DSPNet: Dual-vision Scene Perception for Robust 3D Question Answering

This is the official repository of DSPNet: Dual-vision Scene Perception for Robust 3D Question Answering, accepted by CVPR2025.

🏠 Abstract

3D Question Answering (3D QA) requires the model to comprehensively understand its situated 3D scene described by the text, then reason about its surrounding environment and answer a question under that situation. However, existing methods usually rely on global scene perception from pure 3D point clouds and overlook the importance of rich local texture details from multi-view images. Moreover, due to the inherent noise in camera poses and complex occlusions, there exists significant feature degradation and reduced feature robustness problems when aligning 3D point cloud with multi-view images. In this paper, we propose a Dual-vision Scene Perception Network (DSPNet), to comprehensively integrate multi-view and point cloud features to improve robustness in 3D QA. Our Text-guided Multi-view Fusion (TGMF) module prioritizes image views that closely match the semantic content of the text. To adaptively fuse back-projected multi-view images with point cloud features, we design the Adaptive Dual-vision Perception (ADVP) module, enhancing 3D scene comprehension.
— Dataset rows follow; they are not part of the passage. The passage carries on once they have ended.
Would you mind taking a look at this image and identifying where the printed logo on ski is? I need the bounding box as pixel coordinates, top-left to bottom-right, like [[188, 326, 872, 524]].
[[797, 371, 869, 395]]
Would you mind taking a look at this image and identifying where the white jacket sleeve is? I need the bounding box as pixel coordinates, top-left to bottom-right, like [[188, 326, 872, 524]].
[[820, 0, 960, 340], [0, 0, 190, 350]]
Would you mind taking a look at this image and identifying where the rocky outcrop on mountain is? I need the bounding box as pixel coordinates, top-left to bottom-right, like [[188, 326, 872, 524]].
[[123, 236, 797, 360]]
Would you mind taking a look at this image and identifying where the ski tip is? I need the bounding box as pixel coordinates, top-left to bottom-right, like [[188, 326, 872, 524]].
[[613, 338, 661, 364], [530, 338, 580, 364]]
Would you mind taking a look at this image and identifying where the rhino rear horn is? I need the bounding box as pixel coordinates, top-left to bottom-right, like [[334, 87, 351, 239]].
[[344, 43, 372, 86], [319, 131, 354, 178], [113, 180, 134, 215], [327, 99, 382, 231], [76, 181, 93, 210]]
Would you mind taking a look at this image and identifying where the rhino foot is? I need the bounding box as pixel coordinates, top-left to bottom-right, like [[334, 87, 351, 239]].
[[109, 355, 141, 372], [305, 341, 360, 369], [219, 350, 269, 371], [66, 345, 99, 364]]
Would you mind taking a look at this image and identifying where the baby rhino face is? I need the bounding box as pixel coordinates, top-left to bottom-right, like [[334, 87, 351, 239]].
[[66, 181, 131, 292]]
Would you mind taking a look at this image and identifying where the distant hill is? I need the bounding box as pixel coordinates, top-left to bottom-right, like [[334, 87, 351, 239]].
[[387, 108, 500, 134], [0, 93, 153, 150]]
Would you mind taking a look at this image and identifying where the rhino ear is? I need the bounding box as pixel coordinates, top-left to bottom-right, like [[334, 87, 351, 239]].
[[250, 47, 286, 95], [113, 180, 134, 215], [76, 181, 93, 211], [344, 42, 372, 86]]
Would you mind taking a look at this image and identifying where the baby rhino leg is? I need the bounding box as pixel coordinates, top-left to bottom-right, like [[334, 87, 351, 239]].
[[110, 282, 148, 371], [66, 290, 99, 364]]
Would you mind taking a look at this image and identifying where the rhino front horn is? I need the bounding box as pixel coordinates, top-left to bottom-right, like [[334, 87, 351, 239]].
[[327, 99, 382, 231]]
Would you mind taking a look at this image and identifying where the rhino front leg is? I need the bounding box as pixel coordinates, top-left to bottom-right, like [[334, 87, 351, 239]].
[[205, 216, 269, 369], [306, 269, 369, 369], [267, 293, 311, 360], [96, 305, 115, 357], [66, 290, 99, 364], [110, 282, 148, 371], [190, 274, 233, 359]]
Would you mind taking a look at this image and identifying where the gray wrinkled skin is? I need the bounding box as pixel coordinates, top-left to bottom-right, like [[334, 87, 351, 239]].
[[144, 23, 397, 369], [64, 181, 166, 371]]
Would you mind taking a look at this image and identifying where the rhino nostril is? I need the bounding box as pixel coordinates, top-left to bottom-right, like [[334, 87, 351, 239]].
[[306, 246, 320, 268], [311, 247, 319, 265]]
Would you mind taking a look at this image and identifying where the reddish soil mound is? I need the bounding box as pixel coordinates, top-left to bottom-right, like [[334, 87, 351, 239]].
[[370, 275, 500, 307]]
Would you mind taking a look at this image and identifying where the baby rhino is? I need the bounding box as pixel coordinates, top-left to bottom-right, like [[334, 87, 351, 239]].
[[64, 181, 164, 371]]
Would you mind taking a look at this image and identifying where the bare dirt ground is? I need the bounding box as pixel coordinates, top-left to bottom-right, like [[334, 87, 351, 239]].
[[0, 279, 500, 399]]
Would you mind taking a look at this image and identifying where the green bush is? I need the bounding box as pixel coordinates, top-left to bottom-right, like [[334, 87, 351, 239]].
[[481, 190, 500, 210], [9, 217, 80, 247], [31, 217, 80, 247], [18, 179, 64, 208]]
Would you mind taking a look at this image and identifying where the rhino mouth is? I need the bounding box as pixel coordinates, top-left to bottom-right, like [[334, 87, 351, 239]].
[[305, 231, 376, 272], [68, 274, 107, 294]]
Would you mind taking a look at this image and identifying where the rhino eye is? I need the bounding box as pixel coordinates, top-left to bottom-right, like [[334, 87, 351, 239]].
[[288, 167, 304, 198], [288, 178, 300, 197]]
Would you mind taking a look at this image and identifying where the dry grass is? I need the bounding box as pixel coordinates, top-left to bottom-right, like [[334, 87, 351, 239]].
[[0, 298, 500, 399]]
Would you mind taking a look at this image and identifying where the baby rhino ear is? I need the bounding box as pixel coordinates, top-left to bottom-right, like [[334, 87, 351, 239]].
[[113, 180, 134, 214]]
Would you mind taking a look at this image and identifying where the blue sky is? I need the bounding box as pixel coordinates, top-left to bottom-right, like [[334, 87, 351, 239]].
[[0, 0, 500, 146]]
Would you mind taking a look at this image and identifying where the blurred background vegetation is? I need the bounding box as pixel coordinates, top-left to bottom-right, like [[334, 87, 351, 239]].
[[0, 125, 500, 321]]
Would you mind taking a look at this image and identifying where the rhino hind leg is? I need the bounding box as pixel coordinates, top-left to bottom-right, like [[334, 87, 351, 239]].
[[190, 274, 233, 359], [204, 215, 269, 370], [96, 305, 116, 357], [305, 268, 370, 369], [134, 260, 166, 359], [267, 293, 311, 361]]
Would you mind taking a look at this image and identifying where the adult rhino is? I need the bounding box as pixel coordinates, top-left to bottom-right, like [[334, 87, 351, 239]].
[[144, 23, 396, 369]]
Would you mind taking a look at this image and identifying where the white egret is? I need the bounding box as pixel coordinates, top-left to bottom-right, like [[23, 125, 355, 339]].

Additionally, our Multimodal Context-guided Reasoning (MCGR) module facilitates robust reasoning by integrating contextual information across visual and linguistic modalities. Experimental results on SQA3D and ScanQA datasets demonstrate the superiority of our DSPNet.

📚 Installation

Please refer to installation guide.

📋 Dataset

Please refer to data preparation for preparing the ScanNet v2, ScanQA and SQA3D datasets.

🤖 Usage

Training

(Optional) Start training the poinnet++ in the object detection task of scannet dataset, or you can directly download the checkpoint. We found that the lack of pretraining for PointNet++ has little impact on the ScanQA and SQA task.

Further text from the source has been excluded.